If for the matrix, $$A = \begin{bmatrix} 1 & -\alpha \\ \alpha & \beta \end{bmatrix}$$, $$AA^T = I_2$$, then the value of $$\alpha^4 + \beta^4$$ is:

We have $$A = \begin{bmatrix} 1 & -\alpha \\ \alpha & \beta \end{bmatrix}$$ and $$AA^T = I_2$$.

Computing $$AA^T = \begin{bmatrix} 1 & -\alpha \\ \alpha & \beta \end{bmatrix}\begin{bmatrix} 1 & \alpha \\ -\alpha & \beta \end{bmatrix} = \begin{bmatrix} 1 + \alpha^2 & \alpha - \alpha\beta \\ \alpha - \alpha\beta & \alpha^2 + \beta^2 \end{bmatrix}$$.
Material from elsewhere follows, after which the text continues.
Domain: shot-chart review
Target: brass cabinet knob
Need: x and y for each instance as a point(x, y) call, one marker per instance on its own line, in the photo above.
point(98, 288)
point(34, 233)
Setting this equal to $$I_2$$, from the $$(1,1)$$ entry: $$1 + \alpha^2 = 1$$, so $$\alpha^2 = 0$$, giving $$\alpha = 0$$.

From the $$(2,2)$$ entry: $$\alpha^2 + \beta^2 = 1$$, so $$\beta^2 = 1$$, giving $$\beta = \pm 1$$.

Therefore, $$\alpha^4 + \beta^4 = 0 + 1 = 1$$.